正しい怒り、間違った怒り、というと、2つの意味に取れる。
1つは、倫理なり、法律なり、何か規範があって、それに従っている場合を正しい、外れている場合を誤り、とするもの。
これは横においておいて、ここではもう一方の意味について書く。
すなわち、真、偽の意味で、正しい、誤りという場合のこと。

誤った憎しみ、悲しみ、喜び、怒り、等々、何でもよいが、こういう感情について正しいとか間違いとか言うことは錯誤である(「価値判断と事実判断と帰納」も参考に)。
それは、それ自体ではない他の何かと照らして一致しているとかしていないとか、そういうものではないのだから、真であるとか偽であるとかは(対応説の意味では)該当しない。
例えば怒りというのは、その「感じ」が怒りなのであり、きっかけはあろうとも、内容はない。欲求と区別しなければならない。(しかし自分や他者の感情についての「言明」には真とか偽とか言うことができる事に注意。)

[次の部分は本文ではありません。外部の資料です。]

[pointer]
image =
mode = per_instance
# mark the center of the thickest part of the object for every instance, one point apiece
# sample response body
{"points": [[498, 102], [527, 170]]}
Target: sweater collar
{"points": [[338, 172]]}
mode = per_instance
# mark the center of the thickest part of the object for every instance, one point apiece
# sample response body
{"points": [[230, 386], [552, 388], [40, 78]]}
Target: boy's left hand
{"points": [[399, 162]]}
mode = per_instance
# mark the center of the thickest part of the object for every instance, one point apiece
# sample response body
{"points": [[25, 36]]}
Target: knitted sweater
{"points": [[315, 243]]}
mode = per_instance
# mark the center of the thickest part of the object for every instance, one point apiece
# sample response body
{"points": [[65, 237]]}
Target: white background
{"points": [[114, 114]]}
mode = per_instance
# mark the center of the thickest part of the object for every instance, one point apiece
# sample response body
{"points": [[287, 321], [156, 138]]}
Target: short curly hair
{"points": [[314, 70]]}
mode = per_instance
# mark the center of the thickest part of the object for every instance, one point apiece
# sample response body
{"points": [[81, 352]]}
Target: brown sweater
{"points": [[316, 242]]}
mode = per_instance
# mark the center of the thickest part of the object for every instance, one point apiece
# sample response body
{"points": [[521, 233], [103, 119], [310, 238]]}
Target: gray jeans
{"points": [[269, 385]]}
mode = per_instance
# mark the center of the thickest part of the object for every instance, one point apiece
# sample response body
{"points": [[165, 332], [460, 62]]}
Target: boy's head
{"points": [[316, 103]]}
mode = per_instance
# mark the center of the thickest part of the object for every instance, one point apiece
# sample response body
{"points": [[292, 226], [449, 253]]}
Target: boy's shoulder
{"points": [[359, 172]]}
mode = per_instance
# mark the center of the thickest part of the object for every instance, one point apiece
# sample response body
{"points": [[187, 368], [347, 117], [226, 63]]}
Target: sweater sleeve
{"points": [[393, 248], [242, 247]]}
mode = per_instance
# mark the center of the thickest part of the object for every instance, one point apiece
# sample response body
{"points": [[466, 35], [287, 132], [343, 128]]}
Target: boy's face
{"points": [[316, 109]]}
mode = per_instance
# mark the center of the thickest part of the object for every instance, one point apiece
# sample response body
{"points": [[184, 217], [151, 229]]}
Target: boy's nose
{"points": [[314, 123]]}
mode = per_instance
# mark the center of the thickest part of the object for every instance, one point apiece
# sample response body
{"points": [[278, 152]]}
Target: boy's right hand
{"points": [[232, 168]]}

ところが、正しい怒り、誤った怒りと私が表現するときは、適切な表現ではないかも知れないが、これを超えた先の意味があって、それはつまり、この怒りのきっかけが正しいかどうか、という意味である。
だから、正確に表現するなら、「正しい認識にもとづく怒り」、「誤った認識にもとづく怒り」となるのかもしれない。

ピンときた方、good.
怒りや憎しみや憤りは否定できないが、そのきっかけは否定できる。そして修正できる。
これは法に心理学的にアプローチする場合の最も重要な概念の1つだと思われる。

self-regulation研究の観点からも重要であるが、基礎研究と臨床研究と実践がまだまだ足りない。重要性を早く理解して、沢山税金を投入してほしい。